Ya nadie sabe quién lo dijo realmente. Se sabe que uno queda bien cuando la pronuncia y que a la vez queda como un idiota si la suelta a destiempo, en el lugar equivocado: «Nunca se es lo suficientemente rico, ni se está lo suficientemente flaco».
No puedo olvidar el tobillo, casi del Greco, de Bebo Valdés –entonces octogenario y ya una estrella– en la Mar de Músicas de Cartagena, llevando el ritmo del pedal del gran piano dentro de un zapato una talla más grande.
Bebo estaba tan flaco que pareciera no tener fuerzas para apretar bien las teclas. Recuerdo verle moverse sobre el escenario y pensar que de haber tropezado con un cable yo habría sido testigo de su paso al Olimpo de los jazzmen. ¡Qué tontería! Bebo ya estaba en el monte de los dioses, donde ahora seguramente esté amenizando el aburrimiento de las deidades.

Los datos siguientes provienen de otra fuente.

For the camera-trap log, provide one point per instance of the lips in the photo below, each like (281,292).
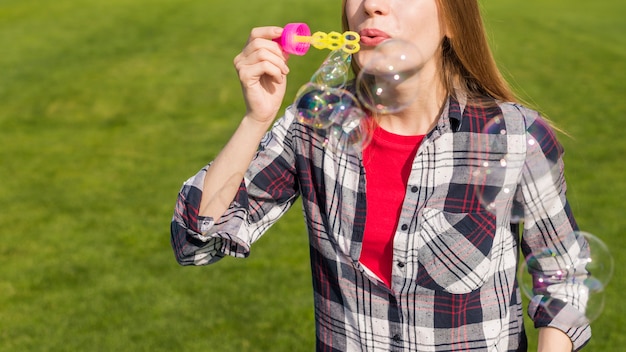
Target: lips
(373,37)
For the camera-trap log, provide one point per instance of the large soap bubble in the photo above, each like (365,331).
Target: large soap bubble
(385,83)
(559,273)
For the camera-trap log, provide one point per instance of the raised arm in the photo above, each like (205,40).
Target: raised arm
(262,69)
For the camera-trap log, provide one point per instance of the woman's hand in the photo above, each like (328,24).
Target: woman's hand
(262,69)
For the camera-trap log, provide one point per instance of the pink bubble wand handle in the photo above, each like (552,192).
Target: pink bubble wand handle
(291,39)
(297,39)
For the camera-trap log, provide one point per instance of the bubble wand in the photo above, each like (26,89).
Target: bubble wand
(297,39)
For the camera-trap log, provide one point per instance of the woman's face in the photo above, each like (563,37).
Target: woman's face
(377,21)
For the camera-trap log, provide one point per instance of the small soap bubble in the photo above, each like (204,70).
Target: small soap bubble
(316,105)
(351,130)
(495,177)
(575,269)
(334,71)
(384,84)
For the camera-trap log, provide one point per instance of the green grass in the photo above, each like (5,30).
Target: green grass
(106,107)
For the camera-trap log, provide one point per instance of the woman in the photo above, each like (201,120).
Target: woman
(402,260)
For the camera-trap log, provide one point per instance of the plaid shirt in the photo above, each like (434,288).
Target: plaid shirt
(454,284)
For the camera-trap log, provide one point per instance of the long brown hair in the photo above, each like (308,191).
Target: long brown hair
(467,61)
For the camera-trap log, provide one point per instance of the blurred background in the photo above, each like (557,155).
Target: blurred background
(106,107)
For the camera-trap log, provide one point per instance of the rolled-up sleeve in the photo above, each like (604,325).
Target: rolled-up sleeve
(555,255)
(266,193)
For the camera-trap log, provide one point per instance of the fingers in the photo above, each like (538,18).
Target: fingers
(261,54)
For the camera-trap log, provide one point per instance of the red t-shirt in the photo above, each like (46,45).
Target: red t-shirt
(387,161)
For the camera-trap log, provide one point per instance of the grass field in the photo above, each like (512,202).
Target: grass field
(106,107)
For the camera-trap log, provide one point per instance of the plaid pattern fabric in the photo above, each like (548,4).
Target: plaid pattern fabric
(453,282)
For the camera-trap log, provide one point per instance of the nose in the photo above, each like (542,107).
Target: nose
(376,7)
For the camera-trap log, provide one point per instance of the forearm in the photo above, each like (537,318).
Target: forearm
(553,340)
(223,178)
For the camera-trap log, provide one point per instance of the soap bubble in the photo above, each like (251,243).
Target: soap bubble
(573,269)
(512,164)
(334,71)
(384,84)
(350,130)
(316,105)
(495,178)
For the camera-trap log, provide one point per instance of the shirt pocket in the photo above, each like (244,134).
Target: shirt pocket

Yo también fui flaco. Muy flaco. De ese tipo de flacos que al quitarse la camiseta en la playa dan ganas de invitarles a un bocadillo.
Ya no lo soy. Acumulo equipaje. Me consuela que debe ser un salvavidas gourmet y que los gusanitos, si me comiesen ahora, dirían «qué rico está éste». Pero, claro, nadie conoce que los ungulados hablen.
La delgadez de Bebo era quijotesca. No de ésas que te da palo preguntar si uno está «malito». Era una delgadez austera, de viejo sabio de tripas ruidosas. Por eso no olvidaré nunca tampoco la escena de Calle 54 –la película documental que cambió su vida, la de Fernando Trueba y quizá la mía también un poco– en la que Bebo le espeta a su hijo Chucho, tras años sin verse: «Hijo… ¡Te has puesto como un sapo!».